Don’t look for this story in your local newspaper. Do you think it would get covered if Christians tried to get a book “killed” by its publisher?
In May, Random House abruptly called off publication of the book. The series of events that torpedoed this novel are a window into how quickly fear stunts intelligent discourse about the Muslim world.
By way of Power Line.
The author of the banned (maybe I shouldn’t use that word) book says, “I wanted to honor Aisha and all the wives of Muhammad by giving voice to them, remarkable women whose crucial roles in the shaping of Islam have so often been ignored — silenced — by historians.”
I have a serious question. I’m not being snarky. Do women have a real voice in Islam? Maybe that’s too broadly stated, but since we are afraid of certain Muslims willing to riot and murder over a book or cartoon, are those Muslims (whatever their tradition) at all interested in giving women a proper place at the table? I thought women were servants, second-class, to them.

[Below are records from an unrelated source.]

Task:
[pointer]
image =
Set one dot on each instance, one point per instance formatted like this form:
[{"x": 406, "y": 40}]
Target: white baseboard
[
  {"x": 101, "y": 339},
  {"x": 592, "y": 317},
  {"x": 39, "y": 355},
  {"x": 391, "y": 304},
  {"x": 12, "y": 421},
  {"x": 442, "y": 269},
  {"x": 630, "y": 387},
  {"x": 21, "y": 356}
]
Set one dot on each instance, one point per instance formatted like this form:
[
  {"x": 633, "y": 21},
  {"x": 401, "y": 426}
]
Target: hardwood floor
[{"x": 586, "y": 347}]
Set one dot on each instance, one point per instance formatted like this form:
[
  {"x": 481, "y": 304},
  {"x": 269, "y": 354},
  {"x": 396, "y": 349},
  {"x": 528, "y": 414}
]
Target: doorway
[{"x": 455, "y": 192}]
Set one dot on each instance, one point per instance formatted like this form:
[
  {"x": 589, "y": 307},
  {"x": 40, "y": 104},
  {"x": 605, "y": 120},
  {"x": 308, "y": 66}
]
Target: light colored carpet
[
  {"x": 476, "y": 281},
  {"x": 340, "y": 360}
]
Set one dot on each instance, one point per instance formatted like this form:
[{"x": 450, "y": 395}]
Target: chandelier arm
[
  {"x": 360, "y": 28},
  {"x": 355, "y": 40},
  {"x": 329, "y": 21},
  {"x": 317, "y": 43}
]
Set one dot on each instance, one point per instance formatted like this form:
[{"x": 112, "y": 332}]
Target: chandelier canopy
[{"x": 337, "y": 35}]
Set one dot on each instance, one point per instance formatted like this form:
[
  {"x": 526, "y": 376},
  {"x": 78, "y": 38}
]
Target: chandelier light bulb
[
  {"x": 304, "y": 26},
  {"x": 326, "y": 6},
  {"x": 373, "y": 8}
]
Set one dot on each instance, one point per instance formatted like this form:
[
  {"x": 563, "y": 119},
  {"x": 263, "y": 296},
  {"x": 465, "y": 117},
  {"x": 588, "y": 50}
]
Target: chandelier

The society that Aisha lived in was not Muslim as we understand the term. It was really a pre-Islamic society, overlaid with teachings of the new religion. Customs die hard (look at how long Israelites worshiped idols, for example).
Muhammad’s first wife, Khadijah, managed to run a merchant business for quite a few years. That would argue that some pre-Islamic women were independent, in a way modern Saudi women are not.